To do this, you first have to respect the coworker enough to view the situation from their perspective. What is it that is motivating their performance? What other activities require their time? Do you have the same understanding of what needs to be done? Of when it needs to be done? Of how it should be done? Of how important this activity is to the company as a whole?

Some questions that are even more important: What is that person’s perspective regarding your role in this project? What is their special knowledge they’ll apply to this project? Have you communicated to them that you understand the value they bring to this project?

Once you’ve thought through these questions, you’ll want to act appropriately depending on that coworker’s perspective. Your goal is to clearly identify your expectations and needs, while asking for verification of their expectations and needs regarding this task. Then, you can reach agreement on how any discrepancies that may be identified will be resolved.

You can do this by implementing the standard sales techniques of: Relationship Building, Querying for Needs, Matching Activities to Perceived Needs, Confirming the Value of these activities and finally "Closing the Sale". In this case, closing may consist of efficiently accomplishing the tasks at hand.

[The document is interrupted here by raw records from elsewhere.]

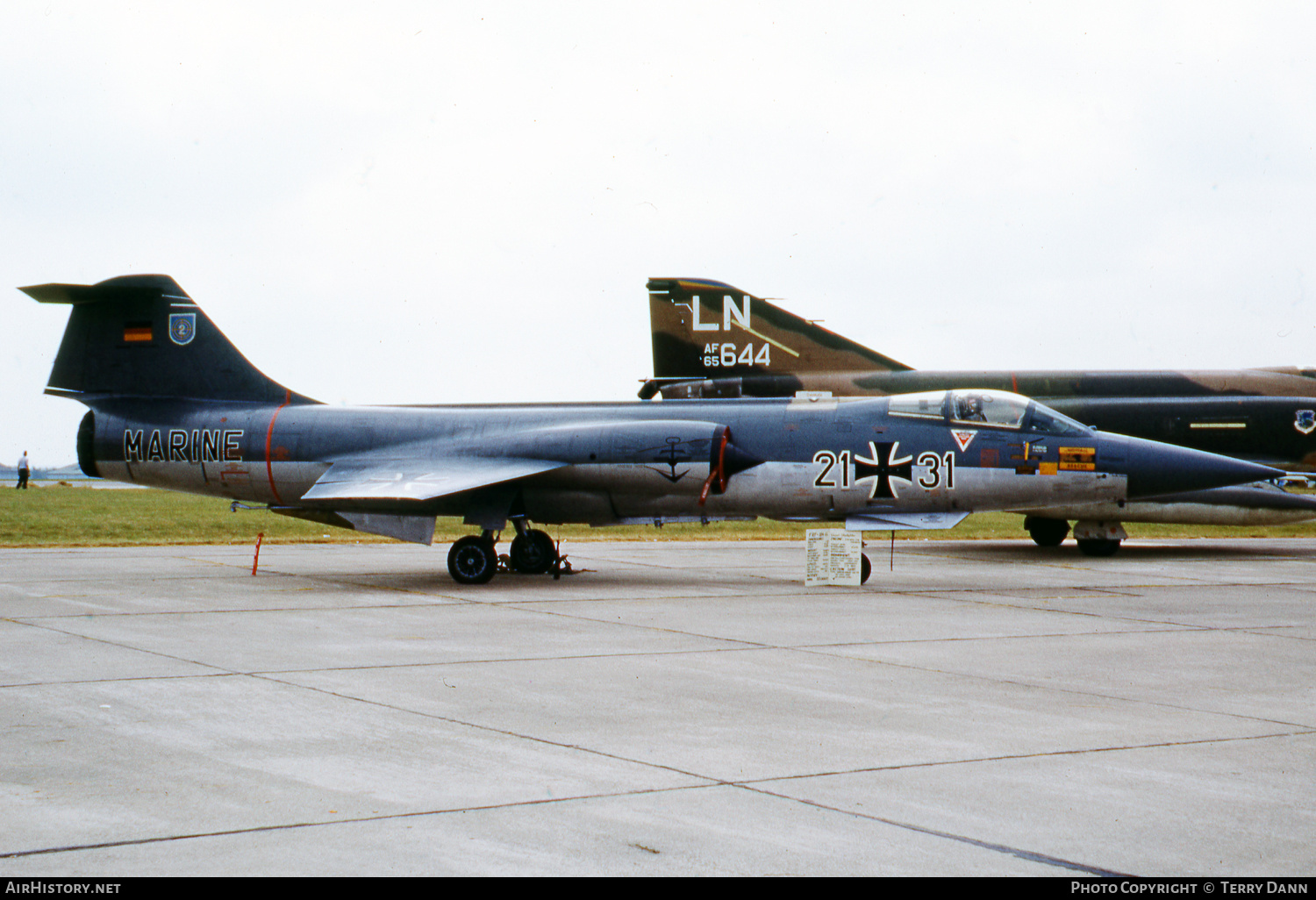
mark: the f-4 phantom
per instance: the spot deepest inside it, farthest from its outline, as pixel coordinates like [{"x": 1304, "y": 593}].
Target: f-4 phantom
[
  {"x": 711, "y": 339},
  {"x": 174, "y": 404}
]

Since you’ll theoretically be working with these same coworkers on various projects at the same time, you might be at different stages of this process at once. Also, to build a cooperative working relationship, its imperative that you continuously go through these steps to make sure you’re on track and that yesterday’s misunderstandings don’t interfere with today’s projects.

PLANNING YOUR COMMUNICATIONS
Naturally, this will require some planning. You are probably used to planning individual projects and large projects. But, too often, communications between coworkers are not planned at all. Problems you’ve encountered with coworkers could be attributed to poorly planned attempts that have fallen victim to poor communication.

Before each task-oriented conversation with your coworkers, plan what needs to be communicated by you, what needs to be communicated to you and how you’ll accomplish this. Notifying the other party that you’re attempting to take their viewpoint will usually put that person at ease and will encourage their cooperation. They’ll be more willing to share their goals and concerns regarding that project.

RESPONSIBLE COMMUNICATION
Lastly, its important to highlight each employee’s responsibility to effectively communicate. Regardless of your position within a company, its your responsibility to your employer to communicate what needs to be communicated. Its just as frustrating when a clerk doesn’t take a clear phone message, as it is when a vice president doesn’t notify her division that a policy has changed. Therefore, we need to demand each employee to ask the right questions and make sure the right information is used.

Your performance will be measured on the overall quality of your activities. Therefore, encourage your coworkers to advise you of information you’ll need to know, or of improvements you and your staff can make. Likewise, you need to take responsibility for conveying beneficial information to other people within your company.

Just as the adage, "Its not my job" has been a prime indication of an uncooperative employee, expressing that "Nobody told me that" is becoming the trademark of an employee you can’t afford to have on your team. Set the example in your organization by rewarding others that show the consideration of asking, telling, and whenever its appropriate, insisting on the correct information.